I was recently hired to create some publicity imagery for the stage performance of “Anything Goes.” Since the location of that play takes place in the 1930s aboard a luxury vessel the client wanted the mood to reflect that time and space. So we chose a local theatre’s upper balcony to shoot some of the scenes along with the doors leading into the lobby. The windows are round like portholes so they’d give the correct mood and story to the shots.
Both my client and I wanted an old school Hollywood glamour look to the images and using a large Fresnel would produce just that sort of light. I chose to use my Mole Richardson 10” Fresnel spotlight I have converted into a strobe as the key light for the indoor shots.
The upper balcony of the theatre’s lobby does not have any windows, so I used my Bowens Universal Spot Attachment for Gobos to give the illusion of a grand framed window on the wall. I used my CononMark 120 as the fill light since a focusing rod modifier can be subtlety focused to highlight the area I want filled.

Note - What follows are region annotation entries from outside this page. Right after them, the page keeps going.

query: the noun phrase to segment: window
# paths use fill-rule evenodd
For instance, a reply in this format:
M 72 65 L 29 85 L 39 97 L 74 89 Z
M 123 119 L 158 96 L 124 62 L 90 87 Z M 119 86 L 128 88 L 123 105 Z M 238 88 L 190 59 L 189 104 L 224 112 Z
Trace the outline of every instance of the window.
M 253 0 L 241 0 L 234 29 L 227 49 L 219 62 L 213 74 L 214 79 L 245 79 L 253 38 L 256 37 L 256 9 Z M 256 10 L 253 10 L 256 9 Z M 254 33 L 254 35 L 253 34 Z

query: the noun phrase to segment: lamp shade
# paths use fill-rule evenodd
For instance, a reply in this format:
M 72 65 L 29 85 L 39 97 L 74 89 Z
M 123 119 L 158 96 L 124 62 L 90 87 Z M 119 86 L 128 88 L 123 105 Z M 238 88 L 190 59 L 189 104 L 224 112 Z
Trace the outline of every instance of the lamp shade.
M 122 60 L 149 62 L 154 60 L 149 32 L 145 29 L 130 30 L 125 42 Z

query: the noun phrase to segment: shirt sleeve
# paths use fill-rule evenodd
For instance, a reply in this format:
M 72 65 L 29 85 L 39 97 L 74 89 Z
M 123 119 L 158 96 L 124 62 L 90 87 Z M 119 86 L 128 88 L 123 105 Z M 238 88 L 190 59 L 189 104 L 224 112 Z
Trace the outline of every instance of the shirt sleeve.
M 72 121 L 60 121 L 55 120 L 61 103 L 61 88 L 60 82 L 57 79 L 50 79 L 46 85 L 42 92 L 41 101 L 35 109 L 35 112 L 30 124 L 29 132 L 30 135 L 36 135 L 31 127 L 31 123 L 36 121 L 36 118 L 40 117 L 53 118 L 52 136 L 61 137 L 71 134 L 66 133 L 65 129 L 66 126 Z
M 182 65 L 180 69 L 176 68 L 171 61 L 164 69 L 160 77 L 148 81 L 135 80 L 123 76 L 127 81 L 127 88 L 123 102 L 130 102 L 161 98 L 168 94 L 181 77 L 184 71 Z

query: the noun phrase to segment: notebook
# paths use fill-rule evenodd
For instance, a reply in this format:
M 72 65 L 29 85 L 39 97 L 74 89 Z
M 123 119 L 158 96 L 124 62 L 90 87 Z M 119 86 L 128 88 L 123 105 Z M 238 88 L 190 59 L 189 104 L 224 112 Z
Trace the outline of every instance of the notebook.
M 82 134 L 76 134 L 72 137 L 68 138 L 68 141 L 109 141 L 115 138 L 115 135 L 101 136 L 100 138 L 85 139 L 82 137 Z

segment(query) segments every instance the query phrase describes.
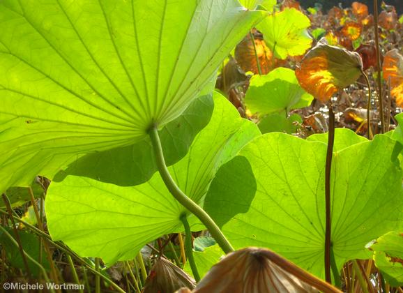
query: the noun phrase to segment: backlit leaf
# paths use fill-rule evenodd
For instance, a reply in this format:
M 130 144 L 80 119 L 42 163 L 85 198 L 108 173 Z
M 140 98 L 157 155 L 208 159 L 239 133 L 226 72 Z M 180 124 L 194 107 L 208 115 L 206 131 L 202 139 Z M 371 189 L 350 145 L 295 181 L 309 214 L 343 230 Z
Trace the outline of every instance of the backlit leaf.
M 279 67 L 266 75 L 254 75 L 245 96 L 246 107 L 260 116 L 307 107 L 313 97 L 299 85 L 294 70 Z
M 358 53 L 330 46 L 322 39 L 309 51 L 296 70 L 300 84 L 322 102 L 355 82 L 363 61 Z
M 353 2 L 351 4 L 353 14 L 358 19 L 363 19 L 368 16 L 368 6 L 360 2 Z
M 210 123 L 186 156 L 169 167 L 179 188 L 201 205 L 220 166 L 260 133 L 222 96 L 216 94 L 215 104 Z M 109 264 L 133 258 L 146 243 L 162 235 L 182 232 L 180 217 L 188 213 L 158 173 L 133 187 L 68 176 L 50 184 L 45 207 L 54 240 L 62 240 L 82 256 L 100 257 Z M 194 217 L 189 220 L 199 223 Z
M 288 56 L 303 55 L 312 43 L 307 29 L 309 18 L 302 12 L 286 8 L 263 20 L 257 29 L 275 56 L 285 59 Z
M 390 232 L 369 248 L 374 251 L 375 265 L 386 282 L 393 287 L 403 285 L 403 234 Z
M 365 246 L 403 216 L 402 145 L 386 135 L 362 142 L 351 135 L 336 133 L 332 164 L 331 241 L 339 267 L 370 257 Z M 326 146 L 282 133 L 256 138 L 218 172 L 204 209 L 236 248 L 266 247 L 324 276 Z
M 390 82 L 390 93 L 398 107 L 403 106 L 403 56 L 397 49 L 388 52 L 383 58 L 383 79 Z
M 162 128 L 265 13 L 234 0 L 1 1 L 0 192 Z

On the walls of the theatre balcony are very elegant sconces and I did NOT want to overpower their illumination with my strobes, so using barn doors on the Mole Richardson Fresnel was necessary to prevent spill. I also used a 20 degree gridded Aputure Fresnel to illuminate the chandelier closest to the talent and finally an 8” coned strobe on the lower level to illuminate the ceiling. All strobes are Flashpoint 600s. Once those shots were created and the client was pleased after viewing them in real time on my iPad we moved to the outdoor area with the circular windows in the doors.
I chose to use three bare bulbs to throw light out through the windows toward my lens to create a very Hollywood look and feel to the images. The tiled patterned floor of the entry way is old school in an elegant style from the era we were trying to replicate.
In this instance my key light was my Glow EZ Lock Deep Parabolic Quick Softbox (48″). I only used the inner disk and baffle as diffusion. I find that for my work and client’s taste that configuration works best 80% of the time. In my personal view that modifier is a wickedly good value and produces excellent quality of light. And man is it ever easy to setup and strike! A little tip, I carry a short piece of ½ PVC in the bag about two feet long. I simply place it over the shaft of the octa and push down until the thing locks in place. SO convenient, no trying to maneuver myself as I am trying to push the dang center shaft locking collar down. BOOM, done! LOL
The client hired my partner to create a promotional film of the show and some of the processes I’ve described above are included. That film can be found here.
It really pleases me when my client is very happy with one of the executed concepts!